Subject: Re: tty/thread machine starvation/lockups with 4.99.40 (sparc64)
To: Erik Fair <fair@netbsd.org>
From: Rafal Boni <rafal@pobox.com>
List: port-sparc64
Date: 12/12/2007 21:57:04
Erik Fair wrote:
> I/O to ttys has been the proximate cause of UNIX process unhappiness
> since time-immemorial. You can't kill (or swap) a process involved in
> DMA I/O (the subsequently completed I/O would then end up in some other
> process' memory, which would be ... bad), so the kernel doesn't permit
> that.

Well, you're right in many ways, though of course that's why we put data
in the kernel tty buffers, so all I/O goes there rather than directly to
process memory...

> If you want to watch real badness, hit ^S on a UNIX console, and wait a
> while. Depending on how many processes want to spew on the console, and
> how often, the process table will eventually fill up with unkillable
> processes, or ... zombies. This is one reason why syslogd(8) exists.

Sure, I've seen the pile-up of processes all blocked on a single
resource (be it something stuck in disk-wait that probably *is* pinned
for the reasons you state above), or the flow-control induced console
backup.  But this smells different...

[...]
> Just out of curiosity, if you put asterisk on the back side of a pty
> (e.g. with script(1), screen(1), ssh(1), etc), does the hang still
> happen? Or is asterisk directly opening /dev/console itself?

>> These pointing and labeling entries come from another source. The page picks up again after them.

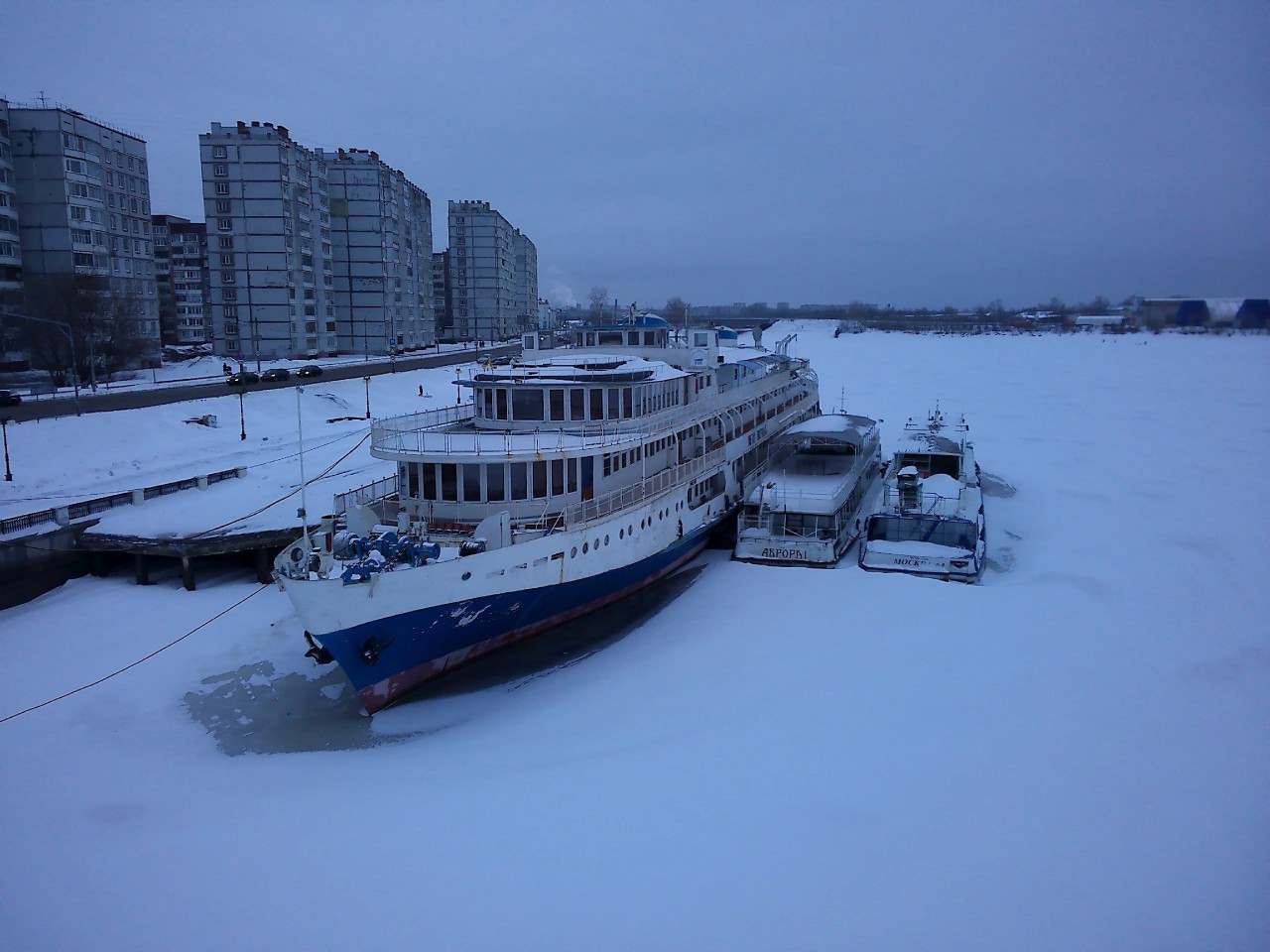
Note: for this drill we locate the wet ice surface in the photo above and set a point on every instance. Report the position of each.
(257, 710)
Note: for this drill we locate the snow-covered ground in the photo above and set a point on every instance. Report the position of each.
(1069, 756)
(75, 457)
(200, 370)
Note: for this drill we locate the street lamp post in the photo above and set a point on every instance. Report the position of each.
(4, 425)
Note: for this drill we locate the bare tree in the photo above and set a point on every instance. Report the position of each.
(597, 298)
(104, 324)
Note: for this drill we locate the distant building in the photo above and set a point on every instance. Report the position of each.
(481, 273)
(1205, 311)
(10, 246)
(526, 281)
(548, 317)
(270, 261)
(381, 255)
(182, 278)
(441, 295)
(82, 207)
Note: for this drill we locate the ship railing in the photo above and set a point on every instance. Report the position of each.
(617, 500)
(425, 431)
(366, 495)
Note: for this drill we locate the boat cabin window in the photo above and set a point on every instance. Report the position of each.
(449, 483)
(527, 404)
(471, 483)
(930, 463)
(520, 481)
(956, 534)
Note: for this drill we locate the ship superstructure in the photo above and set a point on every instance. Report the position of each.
(571, 479)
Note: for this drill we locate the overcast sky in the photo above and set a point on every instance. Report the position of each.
(897, 153)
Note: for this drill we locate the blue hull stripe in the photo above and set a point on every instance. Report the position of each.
(411, 648)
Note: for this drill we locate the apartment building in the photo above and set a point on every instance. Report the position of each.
(526, 281)
(441, 295)
(10, 243)
(481, 272)
(82, 207)
(381, 255)
(182, 278)
(270, 249)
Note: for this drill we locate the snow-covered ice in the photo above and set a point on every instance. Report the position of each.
(1071, 754)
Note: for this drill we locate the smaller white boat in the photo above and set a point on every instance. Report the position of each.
(806, 509)
(931, 517)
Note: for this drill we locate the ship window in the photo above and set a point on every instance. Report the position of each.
(471, 483)
(527, 404)
(494, 479)
(449, 483)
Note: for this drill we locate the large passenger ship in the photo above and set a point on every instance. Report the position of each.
(572, 477)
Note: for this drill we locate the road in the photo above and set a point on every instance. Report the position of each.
(154, 397)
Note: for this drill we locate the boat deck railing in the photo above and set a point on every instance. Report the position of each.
(429, 433)
(581, 513)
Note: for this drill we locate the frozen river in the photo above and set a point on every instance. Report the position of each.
(1072, 754)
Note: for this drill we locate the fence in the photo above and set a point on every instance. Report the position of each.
(91, 507)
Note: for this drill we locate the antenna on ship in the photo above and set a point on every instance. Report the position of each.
(304, 484)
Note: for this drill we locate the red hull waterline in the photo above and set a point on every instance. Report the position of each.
(386, 692)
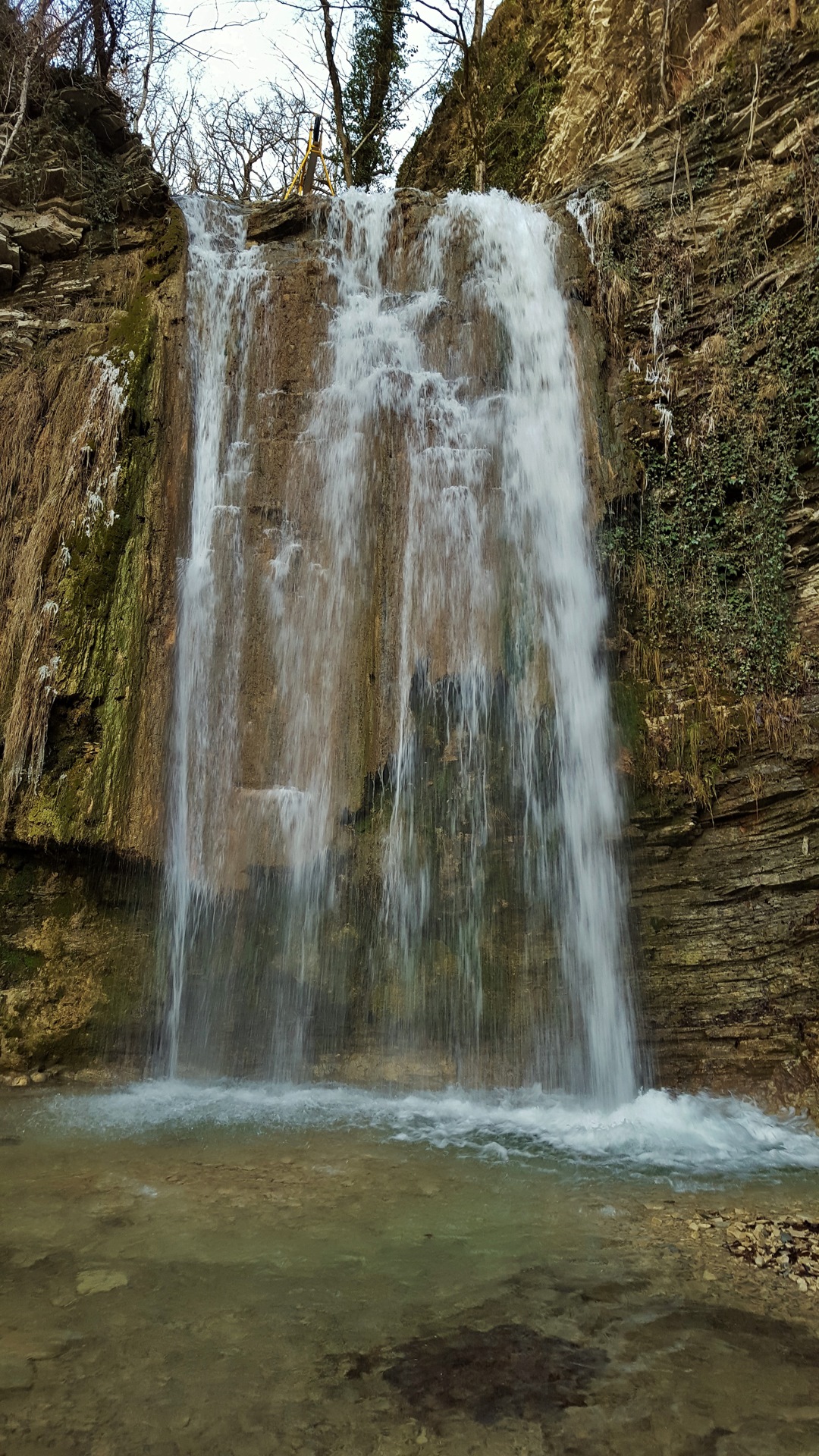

Yes, in fact it *is* on the back side of a SSH pty, and the other
processes that it blocks are *not* sharing that same tty/pty (e.g.,
login on the real console device).  Interrupt delivery also doesn't look
to be the culprit since the interrupt to kick me into DDB arrives fine.
 I have not tried just quitting DDB to see if that unwedges anything,
but I suspect not.

I guess I should have been more specific, but when I wrote 'tty lockups'
I really mean 'tty subsystem lockups' because that's what it looks like
is the culprit (possibly when there's threading involved as well).

--rafal